China’s Micius, the world’s first quantum communication satellite, is able to preliminarily meet the demands of secure communication of relevant departments, said Pan Jianwei, a leading Chinese quantum scientist and academician of the Chinese Academy of Sciences (CAS).
He made the remarks when introducing the progress of the self-developed satellite at a press conference for the second session of the 13th National Committee of Chinese People's Political Consultative Conference (CPPCC) on March 10.
In the past two years, scientists have increased satellite-to-earth quantum key distribution by 40 times for the Micius, enabling the satellite to transmit 400,000 encryption keys just in one second, said Pan, who is also a member of the 13th CPPCC National Committee.
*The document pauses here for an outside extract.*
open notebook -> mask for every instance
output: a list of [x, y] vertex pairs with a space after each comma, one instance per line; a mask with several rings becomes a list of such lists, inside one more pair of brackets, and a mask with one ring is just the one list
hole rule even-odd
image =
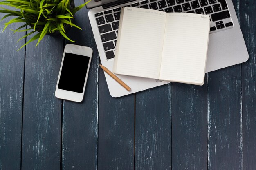
[[210, 24], [205, 15], [126, 7], [114, 73], [203, 84]]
Micius, also known as the Quantum Experiments at Space Scale (QUESS), has two main targets, Pan introduced. It aims to realize secure quantum communications between satellite and ground stations, and verify the non-locality of quantum mechanics raised by Albert Einstein at space scale.
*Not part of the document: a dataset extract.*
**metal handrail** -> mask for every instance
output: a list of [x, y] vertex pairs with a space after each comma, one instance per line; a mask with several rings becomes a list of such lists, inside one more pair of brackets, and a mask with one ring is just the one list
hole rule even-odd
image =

“Micius outperformed our expectation, as it only took a couple of months to complete the scientific experiments that were planned to be finished in two years,” Pan said.
It allowed Pan and his team more time to improve the satellite in the past three years, and practical progress was made by the scientific experiments satellite.
At present, the Micius only functions at night due to the interference from the strong sunshine at the daytime.
According to Pan, he and his team are planning to build a medium-high-orbit quantum communication satellite to offer 24-hour services. The satellite will be able to generate encryption keys at any time, so as to fulfill the demand of information transmission in future commercial application, Pan said.
Information security is closely related with public interests, and personal privacy is not the only sector concerned, Pan said.
He took autopilot technology as an example, saying that a highly secured remote-control system is very much needed for future vehicles to prevent potential hacker attacks that might hinder driving safety.
Quantum communication, featuring theoretical unconditional security, can significantly enhance the information security, Pan noted.
“Scientists are working hard to expand the coverage of quantum communication technology, and trying to lower the cost to have the public share the benefits of the technology at an early date,” he added.